The more than 6,000-word report based on the investigation, under the headline, "Michigan State secrets extend far beyond Larry Nassar case," was published Friday afternoon and, if accurate, could send more tremors through an embattled and embarrassed university.

A special, one-hour edition of "E:60" will air at 9 a.m. ET Sunday on ESPN that, according to the network, details a pervasive failure by Michigan State to properly handle multiple reports of sexual assault and allegations of violence involving athletes and athletic department members. 

"Even MSU's most-recognizable figures, football coach Mark Dantonio and basketball coach Tom Izzo, have had incidents involving their programs, 'Outside the Lines' has found," ESPN's Paula Lavigne writes in the in-depth report that also included work by investigative reporter John Barr, investigative producer Nicole Noren and staff writer Dan Murphy.

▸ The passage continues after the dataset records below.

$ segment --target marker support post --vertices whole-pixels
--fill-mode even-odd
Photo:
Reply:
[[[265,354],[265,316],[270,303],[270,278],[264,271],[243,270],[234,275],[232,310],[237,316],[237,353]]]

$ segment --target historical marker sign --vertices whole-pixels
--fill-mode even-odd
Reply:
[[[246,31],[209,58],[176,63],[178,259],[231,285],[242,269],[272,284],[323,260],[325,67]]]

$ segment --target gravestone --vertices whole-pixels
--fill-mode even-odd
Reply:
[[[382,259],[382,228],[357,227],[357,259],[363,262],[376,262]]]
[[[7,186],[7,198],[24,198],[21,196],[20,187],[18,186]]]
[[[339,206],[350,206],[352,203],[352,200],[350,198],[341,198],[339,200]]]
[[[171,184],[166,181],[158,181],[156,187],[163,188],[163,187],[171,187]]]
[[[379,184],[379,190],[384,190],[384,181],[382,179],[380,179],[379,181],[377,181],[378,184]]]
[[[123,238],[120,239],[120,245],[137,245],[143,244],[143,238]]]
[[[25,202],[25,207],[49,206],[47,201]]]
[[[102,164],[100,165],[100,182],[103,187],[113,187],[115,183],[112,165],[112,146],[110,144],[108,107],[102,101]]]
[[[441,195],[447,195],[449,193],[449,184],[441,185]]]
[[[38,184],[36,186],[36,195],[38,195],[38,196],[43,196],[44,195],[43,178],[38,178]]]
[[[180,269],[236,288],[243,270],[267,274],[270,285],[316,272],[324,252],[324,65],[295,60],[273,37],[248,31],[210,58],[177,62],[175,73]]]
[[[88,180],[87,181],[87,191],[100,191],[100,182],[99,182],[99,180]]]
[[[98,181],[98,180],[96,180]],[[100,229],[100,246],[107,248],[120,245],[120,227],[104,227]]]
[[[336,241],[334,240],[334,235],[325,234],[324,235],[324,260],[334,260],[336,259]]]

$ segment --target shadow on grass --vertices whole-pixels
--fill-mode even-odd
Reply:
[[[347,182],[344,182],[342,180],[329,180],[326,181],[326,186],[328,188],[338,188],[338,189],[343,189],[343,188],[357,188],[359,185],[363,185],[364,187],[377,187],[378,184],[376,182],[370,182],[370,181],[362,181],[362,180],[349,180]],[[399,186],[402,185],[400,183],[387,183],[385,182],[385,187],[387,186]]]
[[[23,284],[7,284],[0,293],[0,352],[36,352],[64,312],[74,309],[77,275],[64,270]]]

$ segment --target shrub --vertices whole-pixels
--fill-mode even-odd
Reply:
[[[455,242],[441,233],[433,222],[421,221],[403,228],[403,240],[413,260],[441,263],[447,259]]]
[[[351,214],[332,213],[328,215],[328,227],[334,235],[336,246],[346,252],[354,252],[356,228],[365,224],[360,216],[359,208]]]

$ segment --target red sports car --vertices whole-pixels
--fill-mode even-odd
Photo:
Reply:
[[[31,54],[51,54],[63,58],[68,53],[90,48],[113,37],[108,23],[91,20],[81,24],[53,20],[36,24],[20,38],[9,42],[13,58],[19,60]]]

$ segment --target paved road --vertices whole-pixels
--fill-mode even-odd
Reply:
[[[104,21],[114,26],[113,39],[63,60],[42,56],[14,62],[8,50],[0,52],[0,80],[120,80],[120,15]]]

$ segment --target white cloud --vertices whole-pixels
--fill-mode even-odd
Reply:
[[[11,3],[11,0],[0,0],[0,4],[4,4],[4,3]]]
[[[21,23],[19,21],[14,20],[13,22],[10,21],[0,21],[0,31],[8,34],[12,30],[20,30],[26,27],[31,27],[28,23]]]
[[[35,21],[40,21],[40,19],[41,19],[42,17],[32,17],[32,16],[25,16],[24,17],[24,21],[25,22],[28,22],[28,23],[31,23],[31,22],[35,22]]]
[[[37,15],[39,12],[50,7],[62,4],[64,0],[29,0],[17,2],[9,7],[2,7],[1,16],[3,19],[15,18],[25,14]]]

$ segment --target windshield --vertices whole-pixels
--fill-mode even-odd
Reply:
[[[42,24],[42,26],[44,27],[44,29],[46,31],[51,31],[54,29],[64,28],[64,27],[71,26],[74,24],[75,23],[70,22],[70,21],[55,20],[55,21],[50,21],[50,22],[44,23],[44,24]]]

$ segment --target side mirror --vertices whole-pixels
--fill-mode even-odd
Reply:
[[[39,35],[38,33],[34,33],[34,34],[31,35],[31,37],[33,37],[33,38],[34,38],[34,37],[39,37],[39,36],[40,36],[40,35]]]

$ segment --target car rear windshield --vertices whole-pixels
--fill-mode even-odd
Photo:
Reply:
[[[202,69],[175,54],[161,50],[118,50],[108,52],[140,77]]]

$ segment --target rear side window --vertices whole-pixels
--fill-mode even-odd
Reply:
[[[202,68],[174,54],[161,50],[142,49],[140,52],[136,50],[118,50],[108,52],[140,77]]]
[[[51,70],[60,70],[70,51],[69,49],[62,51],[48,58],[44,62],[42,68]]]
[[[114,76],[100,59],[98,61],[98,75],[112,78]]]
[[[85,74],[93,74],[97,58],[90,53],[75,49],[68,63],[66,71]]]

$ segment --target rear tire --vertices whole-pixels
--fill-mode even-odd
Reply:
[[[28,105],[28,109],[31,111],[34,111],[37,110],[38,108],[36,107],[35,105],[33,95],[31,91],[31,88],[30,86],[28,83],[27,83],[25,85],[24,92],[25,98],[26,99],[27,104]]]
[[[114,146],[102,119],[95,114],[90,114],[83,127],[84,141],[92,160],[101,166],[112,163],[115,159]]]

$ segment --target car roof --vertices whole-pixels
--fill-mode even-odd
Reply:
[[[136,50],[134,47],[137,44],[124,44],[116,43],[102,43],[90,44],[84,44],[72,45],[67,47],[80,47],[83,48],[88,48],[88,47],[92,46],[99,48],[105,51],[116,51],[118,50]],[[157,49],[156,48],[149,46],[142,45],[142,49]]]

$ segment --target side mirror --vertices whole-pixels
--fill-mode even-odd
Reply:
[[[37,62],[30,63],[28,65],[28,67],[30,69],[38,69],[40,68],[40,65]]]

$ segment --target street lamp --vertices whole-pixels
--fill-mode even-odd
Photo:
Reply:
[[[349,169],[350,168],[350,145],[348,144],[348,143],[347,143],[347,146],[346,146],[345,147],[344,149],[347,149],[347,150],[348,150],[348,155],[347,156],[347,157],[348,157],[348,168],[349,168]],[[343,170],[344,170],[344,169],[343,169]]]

The bombshell report comes the same week Nassar was sentenced in a Lansing, Mich., court to 40 to 175 years in prison for criminal sexual conduct, some in his role as an MSU athletic department physician.

It offers a compelling and detailed case — built around never-before-publicized reports of sexual or violent incidents, purportedly kept quiet by an array of university or university-related officials — for how deeply the dysfunction may run at the Big Ten school that already this week has seen the resignations of university president Lou Anna Simon and athletic director Mark Hollis.

Hollis resigned Friday, two days after "Outside the Lines" sought interviews with multiple administrators and athletic officials, including Hollis, Izzo and Dantonio, and told MSU of the main findings of its investigation, ESPN reported.

The university declined to answer specific questions, according to the network, but issued a statement Thursday that read, in part: "Over the past several years, we have dedicated significant new resources to strengthening our efforts to combat sexual violence. Every day, people across campus are working diligently on this critical issue. We acknowledge, however, that we have sometimes fallen short of our goal and the expectations of others. It is clear more needs to be done, and we are using every resource available to get better." 

The situation begins to feel eerily similar to the one at Baylor University that eventually led to the exits of the university president, athletic director and football coach.

Michigan State is facing multiple Title IX lawsuits and is under federal investigation.